Story-telling can be a therapeutic process. Key to its success is positive feedback which acknowledges the positive work done while also creating a comfortable environment to critically discuss and enhance performance in areas beyond this particular example. Praise is key to reinforcing good practice and story-telling is a great opportunity to develop an individual’s and a team’s confidence in ways which can impact on performance and motivation. Example of this motivation came from two participants in story-telling workshops, one in which I was also involved and one facilitated by a colleague:
…just to let u know that yesterday during my meeting with my group I had another RESULT! I immediately thought of you! After 5 years I started seeing RESULTS!
(Youth Worker, 2013)
The best training I’ve done in all the years I’ve been coming to the project.
(Young volunteer, 2013)
Recording of Story
Detailed recording of the stories as they are told can provide a vital opportunity for further learning. Getting an accurate recording at the time can prevent the loss of any information and analysis which may be useful in the future. Having accurate recordings give greater opportunity to return to the material at a later date to ensure continued learning and development. These stories are also important qualitative evidence of the work an organisation/project which can be very useful in the promotion of practice to funders, partners and others.

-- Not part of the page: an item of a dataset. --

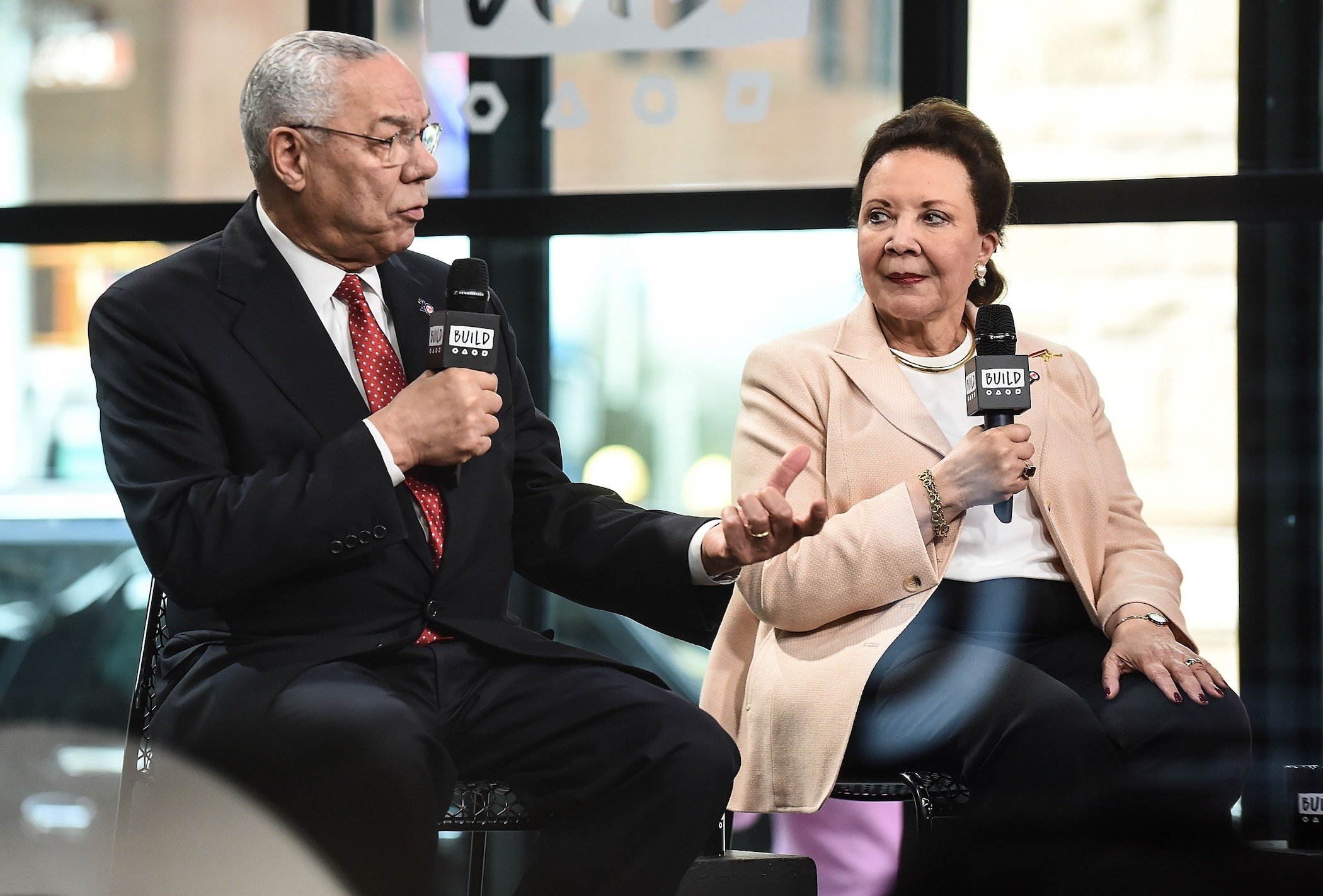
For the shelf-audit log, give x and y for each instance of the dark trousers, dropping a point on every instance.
(1002, 684)
(362, 755)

The story-telling process has enhanced my own organisation’s ability to meet the needs of the community we serve. We have for example used it both as a professional development tool with staff and to evaluate our services by engaging young people in story-telling workshops which have given us a narrative and evidence to help explain the role we play in the lives of our members. (See Story-telling with young volunteers and Story-telling in project evaluation).